Sin embargo, con la reputación de esa familia del padre de Ethan, las cosas no iban a ser sencillas.

...

Al día siguiente, llegaron al destino cuando ya había amanecido.

El pueblo de Ethan se encontraba en una zona rural del estado Haciendas, una llanura donde se podían ver extensos campos de trigo verde al horizonte.

En esa época del año, las plantas de trigo eran pequeñas, y había algunas tumbas esparcidas por los campos.

En esa zona no había grandes cementerios; las personas eran enterradas directamente en el campo donde vivían toda su vida.

El cementerio de los Guzmán estaba al borde de un campo, y para llegar allí, tenían que atravesar la plantación de trigo.

Ese campo pertenecía al primo de Ethan.

Aparcaron el coche al borde del camino y vieron a lo lejos a varias personas con palas, cavando en el cementerio.

La madre de Samira se puso nerviosa, "¿Ya empezaron estos desgraciados?"

La noche anterior supieron que la familia Guzmán planeaba desenterrar la tumba de Natalia, e incluso habían dicho que usarían los restos para alimentar a los perros.

Por eso habían regresado de inmediato.

Con el ceño fruncido, todos bajaron del coche y se dirigieron al cementerio.

Apenas llegaron al borde del campo, una mujer de mediana edad, vestida sencillamente, se acercó con una pala y gritó,

"¿Qué están haciendo? Les advierto, ¡no pisen mi campo!"

Era Sandra, la tía de Ethan. Aunque su apariencia era sencilla, en el fondo era muy astuta.

La idea de desenterrar la tumba había sido suya, ya que con el año nuevo a la vuelta de la esquina, quería quedarse con la casa para su hijo.
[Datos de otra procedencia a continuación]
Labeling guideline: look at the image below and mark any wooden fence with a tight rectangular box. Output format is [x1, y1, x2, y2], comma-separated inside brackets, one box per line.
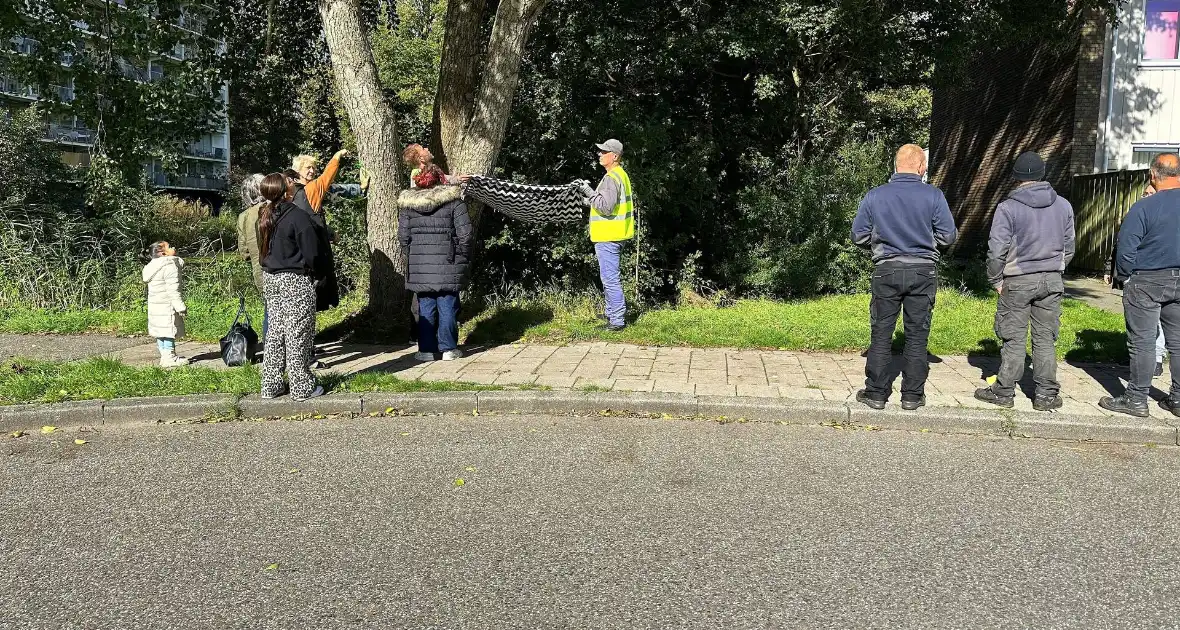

La madre de Samira, quien ya había tratado con ella antes, frunció el ceño y dijo,

"¿Ustedes no tienen respeto por la ley? ¡Desenterrar una tumba ajena es ilegal!"

"Soy tu tío. ¿Tan grande y ni siquiera saludas a tus mayores? ¿Tanto tiempo comiendo en el extranjero y ya te olvidaste de tus raíces?"

Otro añadió:

"No solo comiendo allá, ¡también durmiendo con extranjeras! ¡Traidor, vendepatrias! ¡Bah!"

Samira no pudo contenerse y frunció el ceño,

"¿No hay nadie en la familia Guzmán que sepa hablar con decencia? ¡Que salga alguien que sepa conversar!"

El hombre que había hablado antes se enfureció,

"¡Mujer insolente, cómo te atreves a insultarnos! ¿Quieres que te parta la cabeza con la pala?"

Ethan se interpuso frente a Samira, con el rostro serio, y dijo,

"No vine a pelear con ustedes. Estoy aquí para trasladar la tumba de mi madre. Esa tarea me corresponde a mí, no necesito que ustedes lo hagan."

El grupo se quedó boquiabierto al escuchar sobre el traslado de la tumba.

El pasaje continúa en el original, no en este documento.